Sytuacja związana z koronawirusem dotyka nie tylko nasze zdrowie, ale także całą gospodarkę. Możemy się spodziewać, że ceny niektórych produktów pójdą w górę.
Wielu ekspertów przewiduje największy światowy kryzys gospodarczy od kilkudziesięciu lat. Wszystko przez zastój i trudną sytuację związaną z koronawirusem. Klienci także mają ograniczone możliwości zakupu, jedynie opcje internetowe wydają się cieszyć większą popularnością niż poprzednio.

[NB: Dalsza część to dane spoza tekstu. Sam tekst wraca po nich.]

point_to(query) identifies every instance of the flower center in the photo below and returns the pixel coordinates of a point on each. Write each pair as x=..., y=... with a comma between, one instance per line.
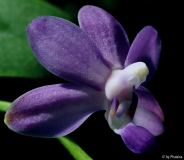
x=119, y=91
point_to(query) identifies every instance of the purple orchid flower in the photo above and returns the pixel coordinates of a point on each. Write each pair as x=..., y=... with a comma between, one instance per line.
x=107, y=74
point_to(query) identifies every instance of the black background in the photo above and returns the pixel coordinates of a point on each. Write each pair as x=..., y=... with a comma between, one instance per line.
x=94, y=135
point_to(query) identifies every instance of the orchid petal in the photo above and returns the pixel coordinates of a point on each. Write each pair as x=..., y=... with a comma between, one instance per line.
x=138, y=139
x=67, y=51
x=107, y=33
x=148, y=113
x=55, y=110
x=145, y=48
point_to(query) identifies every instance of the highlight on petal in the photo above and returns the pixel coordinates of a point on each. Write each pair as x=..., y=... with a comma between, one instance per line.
x=67, y=51
x=53, y=111
x=138, y=139
x=107, y=33
x=145, y=48
x=148, y=113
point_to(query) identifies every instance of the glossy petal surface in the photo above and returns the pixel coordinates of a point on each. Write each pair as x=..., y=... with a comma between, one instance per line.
x=145, y=48
x=138, y=139
x=148, y=113
x=107, y=33
x=53, y=111
x=67, y=51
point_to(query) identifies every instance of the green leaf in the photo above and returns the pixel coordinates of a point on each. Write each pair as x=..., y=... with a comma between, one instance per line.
x=16, y=57
x=4, y=106
x=74, y=149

CZYTAJ TAKŻE: Kim Dzong Un jednak NIE zniknął? Satelity NAMIERZYŁY ukrytego…
W wywiadzie dla portalu wp.pl ekonomista Banku Pekao S.A, Piotr Bartkiewicz, odpowiedział na pytania dotyczące wzrostu cen w ostatnim czasie. Przeciętny obywatel zauważa to szczególnie podczas zakupów spożywczych w markecie, gdzie ceny wzrosły znacząco, nawet kilkukrotnie.
Piotr Bartkiewicz zauważył, że szczególnie wzrosły ceny produktów nieprzetworzonych ,czyli owoców i warzyw. Jednak nie tylko wegetarianie będą pokrzywdzeni, bo także wydaje się, że ceny mięsa utrzymają się na wysokim poziomie.

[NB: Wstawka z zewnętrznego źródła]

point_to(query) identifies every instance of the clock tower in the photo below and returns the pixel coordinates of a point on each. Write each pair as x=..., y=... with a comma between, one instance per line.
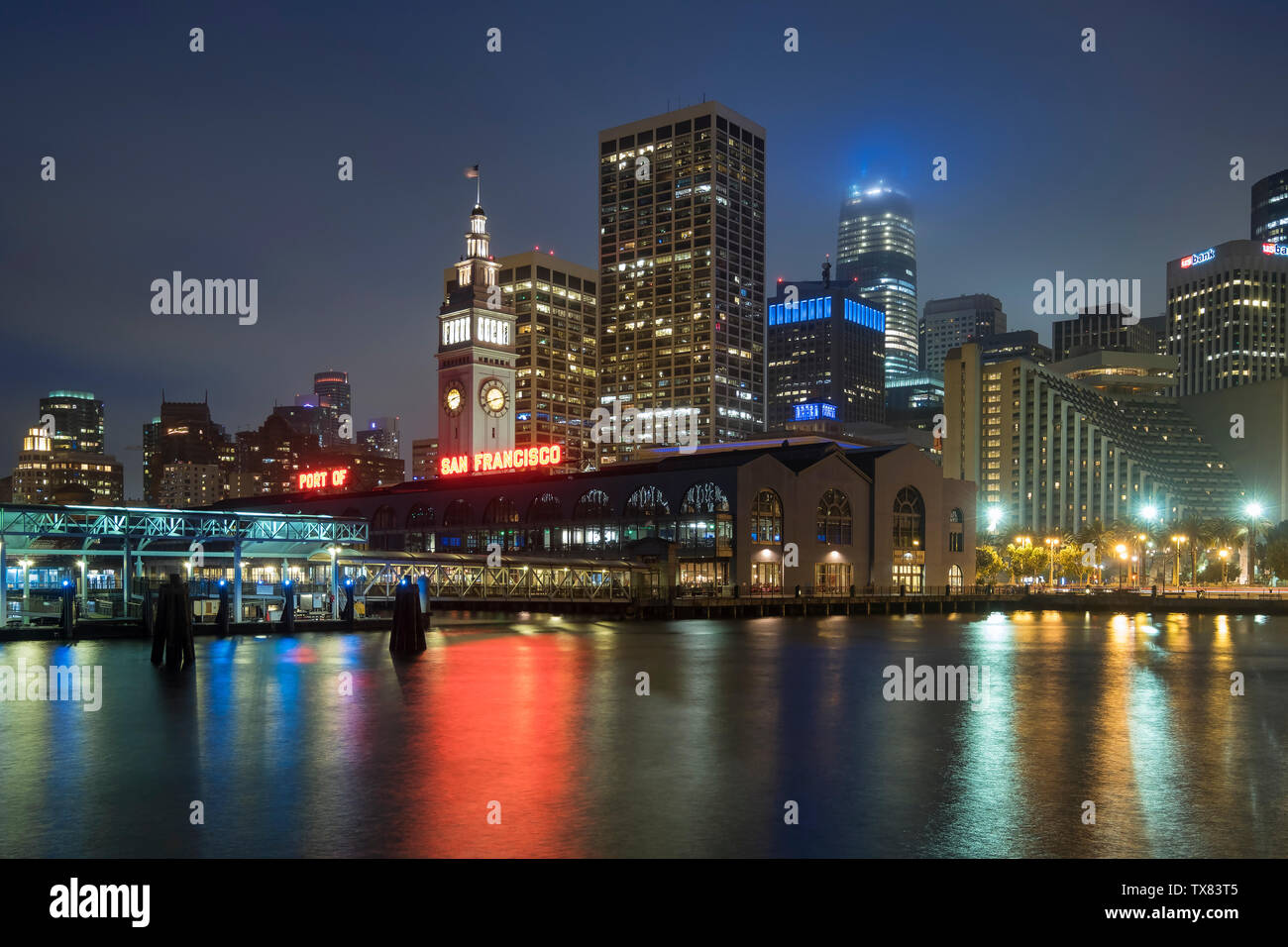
x=476, y=355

– Żywność nieprzetworzona, warzywa i owoce będą drogie w tym roku, pierwsze oznaki już są. Mięso jest drogie, nie widać na horyzoncie, by miało tanieć
-stwierdził ekonomista.
Dodał także, który produkt szczególnie podrożał. Chodzi o paprykę, która wcześniej kosztowała ok 10 zł za kilogram, a teraz można ją zobaczyć nawet po 30 zł za kilogram.

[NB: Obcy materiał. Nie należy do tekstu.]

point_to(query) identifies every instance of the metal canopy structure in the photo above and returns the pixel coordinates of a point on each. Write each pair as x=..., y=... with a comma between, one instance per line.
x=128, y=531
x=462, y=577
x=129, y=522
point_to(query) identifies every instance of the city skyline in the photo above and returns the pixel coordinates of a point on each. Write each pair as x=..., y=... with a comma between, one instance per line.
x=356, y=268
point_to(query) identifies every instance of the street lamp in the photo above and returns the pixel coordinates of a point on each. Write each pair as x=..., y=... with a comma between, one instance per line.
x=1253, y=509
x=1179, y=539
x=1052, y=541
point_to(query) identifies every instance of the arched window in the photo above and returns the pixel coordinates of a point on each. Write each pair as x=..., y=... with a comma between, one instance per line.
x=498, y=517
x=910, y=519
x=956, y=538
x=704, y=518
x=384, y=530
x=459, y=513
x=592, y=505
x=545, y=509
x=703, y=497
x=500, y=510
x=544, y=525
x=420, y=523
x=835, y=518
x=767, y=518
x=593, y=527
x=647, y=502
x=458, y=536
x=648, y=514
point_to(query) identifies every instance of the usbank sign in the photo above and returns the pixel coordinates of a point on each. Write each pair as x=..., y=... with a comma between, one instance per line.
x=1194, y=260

Chciałem jednak wspomnieć o papryce. Wygląda na to, że będzie dla mediów nową pietruszką, widziałem paprykę po 30 zł za kilogram, ale to obszar anegdot. Twarde dane z resortu rolnictwa pokazują rekordowe ceny, przy czym to jest papryka importowana. Nie jest tak, że widzimy tutaj polską suszę
– powiedział ekonomista Banku Pekao S.A.